I've recently taken ownership of a WCF Windows Service that makes heavy use of the following static Utility class to retrieve lookup data:
public static class Utility
{
//begin code that causes increased memory consumption
private static Dictionary<string, ErrorData> _errorData;
internal static Dictionary<string, ErrorData> ErrorData
{
get
{
if (_errorData == null)
{
_errorData = GetErrorData();
}
return _errorData;
}
}
//end code that causes increased memory consumption
/// GetErrorData method to get error messages from error xml
/// </summary>
/// <returns>Dictionary of Error messages value for different fields.</returns>
internal static Dictionary<string, ErrorData> GetErrorData()
{
Dictionary<string, ErrorData> data = null;
XmlDocument doc = LoadXmlDocument(Constants.ErrorMessagesFileName);
XmlNodeList errorNode = doc.SelectNodes("/ErrorMessages/Error");
data = new Dictionary<string, ErrorData>();
foreach (XmlNode node in errorNode)
{
ErrorData errorValues = new ErrorData();
errorValues.FieldName = node.Attributes["FieldName"].Value;
errorValues.ErrorMessage = node.Attributes["ErrorMessage"].Value;
data.Add(node.Attributes["code"].Value, errorValues);
}
return data;
}
internal static XmlDocument LoadXmlDocument(string xmlFileName)
{
XmlDocument doc = null;
try
{
if (HttpRuntime.Cache[xmlFileName] == null)
{
doc = new XmlDocument();
doc.Load(Constants.Folderpath + "\\" + xmlFileName);
HttpRuntime.Cache.Insert(xmlFileName, doc);
}
else
{
doc = (XmlDocument)HttpRuntime.Cache[xmlFileName];
}
}
catch (Exception ex)
{
//log
}
return doc;
}
}
As you can see, the static ErrorData property makes use of a private backing field. ErrorData is a Dictionary that is constructed using an XML resource on the filesystem, which is why the contents of the file are stored in HttpRuntime.Cache upon initial retrieval.

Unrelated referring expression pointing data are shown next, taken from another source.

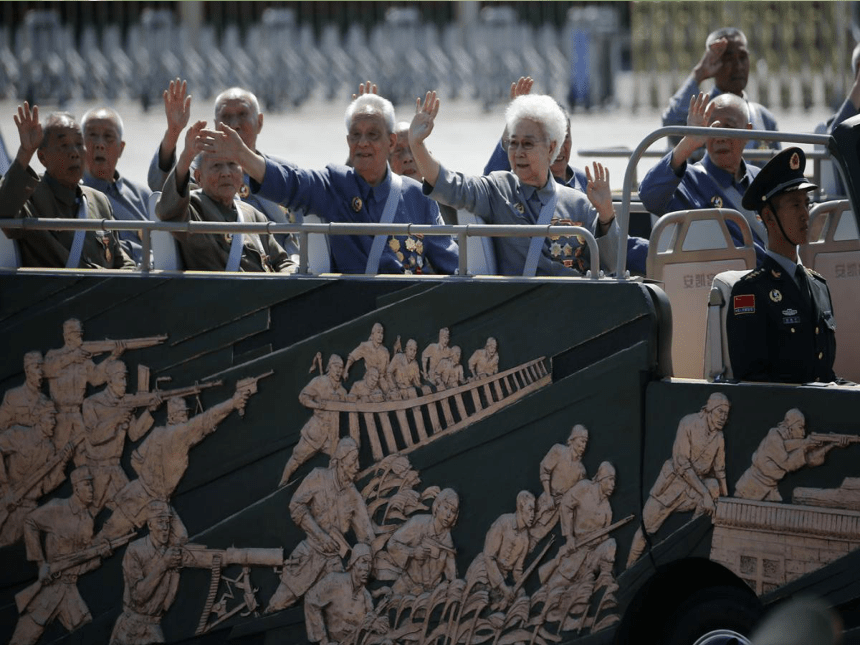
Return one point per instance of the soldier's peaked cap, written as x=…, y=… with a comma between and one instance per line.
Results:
x=782, y=174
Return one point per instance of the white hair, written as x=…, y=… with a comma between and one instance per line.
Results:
x=544, y=111
x=371, y=104
x=240, y=94
x=103, y=113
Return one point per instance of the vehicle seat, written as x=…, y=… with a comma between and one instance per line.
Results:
x=688, y=249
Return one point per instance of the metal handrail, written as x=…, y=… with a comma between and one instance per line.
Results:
x=461, y=231
x=623, y=214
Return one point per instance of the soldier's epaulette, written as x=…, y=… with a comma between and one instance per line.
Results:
x=753, y=274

Under normal load, the service consumes about 120 MB of RAM.
At some point, a team member felt the need to introduce another level of optimization by creating a static property backed by a lazily loaded static field. Anyway, the presence of said static field causes a rather severe memory leak (500MB+ ) after just a few calls to the service.
The minute I remove the static field and property (clients instead call Utility.GetErrorData()), memory consumption goes back to normal levels.
Can anyone explain why the presence of this static field is causing a memory leak? The WCF service is running with InstanceContextMode.PerCall, if that makes a difference.
Many thanks.
Memory leakage occurs in C++ when programmers allocates memory by using new keyword and forgets to deallocate the memory by using delete() function or delete[] operator. One of the most memory leakage occurs in C++ by using wrong delete operator.
The primary tools for detecting memory leaks are the C/C++ debugger and the C Run-time Library (CRT) debug heap functions. The #define statement maps a base version of the CRT heap functions to the corresponding debug version. If you leave out the #define statement, the memory leak dump will be less detailed.
The main cause of memory leaks in an application is due to unwanted references. The garbage collector finds the memory that is no longer in use by the program and releases it back to the operating system for further allocation.
If the error file is very large, then the static version loads the huge XML document into memory and never releases it. Previously, if clients had called GetErrorData(), then the data would have been loaded into memory and returned, cleaing memory.
There is no synchronization here, so if the static variable were not loaded, several simultaneous requests would have begun loading the error document separately. Only one Dictionary would win and get saved to the static variable. However, if the error file is large, multiple threads loading it simultaneously would increase memory pressure. If this were the case, I would expect the next garbage collection would reclaim the extra instances and release much of this memory.
Also note that the static instance version loads the error file once. So if additional errors were created, these would never be returned to the client.